The world community has been giving great support to refugees from Ukraine. At the daily UN meeting on 1 March, it was revealed that their number in the EU has already exceeded half a million. Spain has declared legalisation of all migrants from Ukraine, and Brazil is creating a ‘humanitarian passport’ to receive Ukrainian refugees. Angelina Jolie posted a post on Instagram in support of Ukraine and asked neighbouring countries to accept refugees. There was also news that Ukrainians who went to France would be able to use trains in the country for free. Poland, Germany and Austria have also made train travel free for Ukrainians.

The provision of military, logistical, financial and humanitarian aid to the international community of Ukraine remains robust. Ukrainian Foreign Minister Dmytro Kuleba reached an agreement with U.S. Secretary of State Antony Blinken on an increase in arms deliveries to Ukraine. Canada will provide Ukraine with anti-tank weapons and upgraded ammunition to support its fight against Russian invasion and will ban imports of Russian crude oil. Norway will transfer up to 2,000 M72 anti-tank grenade launchers to Ukraine. Austria will provide €15 million in humanitarian aid to Ukraine in connection with the war. Italy’s parliament has approved the government’s request to send weapons to Ukraine to help it defend itself against Russian invasion. Among the weapons to be sent are Stinger anti-aircraft missiles and large-calibre machine guns.

Humanitarian aid in the form of 27 tonnes of medical supplies has been sent to Ukraine by Taiwan. Australia will allocate $75 million to Ukraine in order to strengthen Ukraine’s defence capabilities and provide humanitarian aid. The Visa Foundation will provide a $2 million grant to the UNICEF Foundation for humanitarian aid to Ukrainians. European Commission President Ursula von der Leyen has said that Ukraine has already received €500 million in military aid, and the EU will allocate another €500 million to help refugees. UEFA will allocate 1 million euros to support children in Ukraine. There will also be an additional €100,000 for children and refugees in Moldova. Sweden is also allocating €47 million for humanitarian support to Ukraine.

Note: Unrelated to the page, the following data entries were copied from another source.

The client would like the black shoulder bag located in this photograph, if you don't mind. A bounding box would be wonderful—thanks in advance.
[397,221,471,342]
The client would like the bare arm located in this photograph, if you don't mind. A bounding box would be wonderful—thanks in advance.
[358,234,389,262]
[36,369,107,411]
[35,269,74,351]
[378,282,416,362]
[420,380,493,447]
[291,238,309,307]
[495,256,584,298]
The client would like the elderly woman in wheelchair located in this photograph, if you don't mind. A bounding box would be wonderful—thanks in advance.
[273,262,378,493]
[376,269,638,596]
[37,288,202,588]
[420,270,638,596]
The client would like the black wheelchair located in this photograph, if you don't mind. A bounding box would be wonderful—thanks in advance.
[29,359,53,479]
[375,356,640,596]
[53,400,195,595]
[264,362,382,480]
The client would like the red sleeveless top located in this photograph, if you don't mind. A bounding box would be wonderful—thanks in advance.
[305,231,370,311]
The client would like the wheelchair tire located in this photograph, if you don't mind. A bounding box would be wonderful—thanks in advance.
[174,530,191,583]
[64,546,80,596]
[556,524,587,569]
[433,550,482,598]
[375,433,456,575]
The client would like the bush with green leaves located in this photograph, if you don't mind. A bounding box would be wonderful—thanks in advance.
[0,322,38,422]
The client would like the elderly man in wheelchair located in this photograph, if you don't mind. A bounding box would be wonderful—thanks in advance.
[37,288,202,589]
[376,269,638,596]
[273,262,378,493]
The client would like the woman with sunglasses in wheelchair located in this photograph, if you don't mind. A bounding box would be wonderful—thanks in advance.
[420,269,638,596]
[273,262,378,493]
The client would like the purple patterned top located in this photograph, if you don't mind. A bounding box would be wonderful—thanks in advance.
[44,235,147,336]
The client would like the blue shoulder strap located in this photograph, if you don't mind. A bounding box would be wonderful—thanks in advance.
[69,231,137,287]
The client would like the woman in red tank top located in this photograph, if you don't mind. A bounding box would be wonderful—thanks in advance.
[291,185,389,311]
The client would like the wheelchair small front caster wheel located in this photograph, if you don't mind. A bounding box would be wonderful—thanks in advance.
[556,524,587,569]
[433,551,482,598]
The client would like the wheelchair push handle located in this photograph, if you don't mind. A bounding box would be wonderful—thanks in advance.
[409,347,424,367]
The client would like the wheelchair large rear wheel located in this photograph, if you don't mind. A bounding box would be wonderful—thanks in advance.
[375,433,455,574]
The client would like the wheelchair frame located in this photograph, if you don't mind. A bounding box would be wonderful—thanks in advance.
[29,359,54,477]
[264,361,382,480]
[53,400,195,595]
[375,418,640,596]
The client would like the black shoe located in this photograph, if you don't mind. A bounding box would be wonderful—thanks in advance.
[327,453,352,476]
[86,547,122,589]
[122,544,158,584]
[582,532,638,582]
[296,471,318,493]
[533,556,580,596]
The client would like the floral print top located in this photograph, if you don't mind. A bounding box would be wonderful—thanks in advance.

Google has allocated $15 million, direct grants and advertising credits; enabled SOS alerts on the Search site across Ukraine; disabled some features of Google Maps Ukraine to protect citizens; and strengthened the protection of Google accounts of Ukrainians. On the political and diplomatic front, Ukraine is receiving support from partner countries. On 1 March, the European Parliament adopted Ukraine’s application for EU membership and recommended that Ukraine be granted candidate status. A special introduction procedure has been launched. Additionally, the European Parliament adopted a resolution on Russian aggression against Ukraine. The UN International Court of Justice said that it would hold hearings on the war in Ukraine on March 7 and 8. The European Court of Human Rights issued a ruling ordering the Russian Federation to stop attacks and bombing civilian targets in Ukraine. The U.S. has declared 12 staff members of the Russian Permanent Mission to the United Nations persona non grata. They must leave the country by March 7.

European Parliament President Roberta Metsola said that the Kremlin’s representatives who unleashed aggression against Ukraine would be prohibited from entering the premises. Canada has asked the International Criminal Court in The Hague to speed up the investigation into Russia’s crimes against Ukraine.

Actions in support of Ukraine take place all over the world: public demonstrations were held on March 1 in Germany, the Netherlands, Lithuania and Spain. A sixth protest against the war was held in Saint Petersburg, Russia, where about a hundred people were detained.